While there I was shown an article in the Sunday Times on happiness. You can read the whole article here. The reason it is interesting is that research seems to suggest that economic well-being has no effect on people's happiness. The article puts the point strongly:
Public expenditure, leisure time, crime, gender inequality, income inequality, depression — none of these is correlated with measures of happiness over time. If we believe that the data over time on recorded happiness have any real meaning, they suggest one thing very strongly: attempts to improve the human lot by social and economic policy are a monumental exercise in futility.
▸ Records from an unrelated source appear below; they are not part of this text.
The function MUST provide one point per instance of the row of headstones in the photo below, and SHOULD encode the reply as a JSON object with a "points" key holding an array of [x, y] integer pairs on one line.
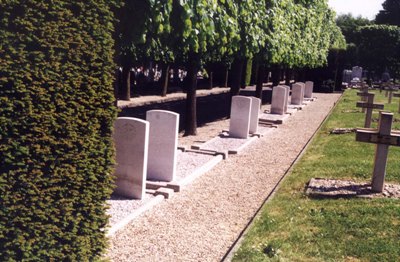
{"points": [[147, 149], [280, 96]]}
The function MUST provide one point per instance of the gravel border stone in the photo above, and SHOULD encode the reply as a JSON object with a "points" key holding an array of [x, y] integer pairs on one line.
{"points": [[335, 188], [203, 222]]}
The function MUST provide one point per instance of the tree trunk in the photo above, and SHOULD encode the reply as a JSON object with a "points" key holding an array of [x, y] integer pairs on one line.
{"points": [[237, 71], [126, 83], [254, 75], [191, 86], [164, 81], [260, 81], [117, 82], [210, 78]]}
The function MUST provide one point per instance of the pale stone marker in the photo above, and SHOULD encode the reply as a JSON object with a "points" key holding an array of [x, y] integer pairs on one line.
{"points": [[369, 105], [279, 99], [131, 138], [389, 93], [287, 97], [303, 88], [356, 72], [163, 143], [347, 76], [297, 94], [384, 138], [254, 114], [239, 125], [309, 88], [364, 94], [397, 95]]}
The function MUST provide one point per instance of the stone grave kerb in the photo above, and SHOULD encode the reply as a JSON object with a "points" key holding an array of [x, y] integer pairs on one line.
{"points": [[131, 139], [383, 138], [163, 143], [239, 124], [369, 105]]}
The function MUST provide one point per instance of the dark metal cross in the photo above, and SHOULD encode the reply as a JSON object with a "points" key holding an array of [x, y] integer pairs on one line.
{"points": [[383, 137], [369, 105]]}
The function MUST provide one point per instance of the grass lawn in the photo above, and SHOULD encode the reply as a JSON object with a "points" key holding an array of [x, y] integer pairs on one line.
{"points": [[294, 227]]}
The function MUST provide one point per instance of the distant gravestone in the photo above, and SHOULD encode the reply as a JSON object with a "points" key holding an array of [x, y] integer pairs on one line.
{"points": [[309, 88], [163, 143], [131, 137], [239, 125], [279, 99], [254, 114], [397, 95], [369, 105], [297, 94], [383, 138], [356, 73], [287, 97]]}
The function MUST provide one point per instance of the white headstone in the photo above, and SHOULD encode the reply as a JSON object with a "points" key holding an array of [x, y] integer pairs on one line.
{"points": [[239, 125], [279, 98], [356, 72], [131, 138], [254, 114], [309, 89], [297, 94], [163, 143]]}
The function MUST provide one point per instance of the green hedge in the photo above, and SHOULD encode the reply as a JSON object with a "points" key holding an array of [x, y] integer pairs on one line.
{"points": [[56, 115]]}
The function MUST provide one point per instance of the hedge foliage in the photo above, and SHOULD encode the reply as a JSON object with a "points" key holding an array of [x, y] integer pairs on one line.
{"points": [[56, 115]]}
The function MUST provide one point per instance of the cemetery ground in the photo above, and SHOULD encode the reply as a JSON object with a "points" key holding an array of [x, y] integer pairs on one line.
{"points": [[202, 222], [295, 227]]}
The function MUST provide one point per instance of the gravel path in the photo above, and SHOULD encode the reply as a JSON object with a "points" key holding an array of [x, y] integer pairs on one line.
{"points": [[202, 222]]}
But that's not all. It goes on to identify two factors that positively affect people's overall happiness. What are they? The first is marriage. Married people are on the whole happier than those alone or in 'relationships'. The second is religion. People who have faith are happier than those who are not:

Marriage makes people far less likely to suffer psychological illness, and more likely to live much longer and be both healthier and happier.
The benefits are confined to those who are married rather than cohabiting. And these benefits are large. In terms of health, for example, the longevity effect of marriage may even offset the consequences of smoking. Religious faith also has a distinct positive effect on happiness.

The author of the article draws some pretty obvious conclusions but ones we rarely hear these days:

In so far as policy conclusions can be drawn at this stage of happiness research, they seem to imply increased support for marriage, reductions in incentives to single parents and the promotion of faith schools. It’s hardly the mix that is usually heard from the liberal advocates of wellbeing policies.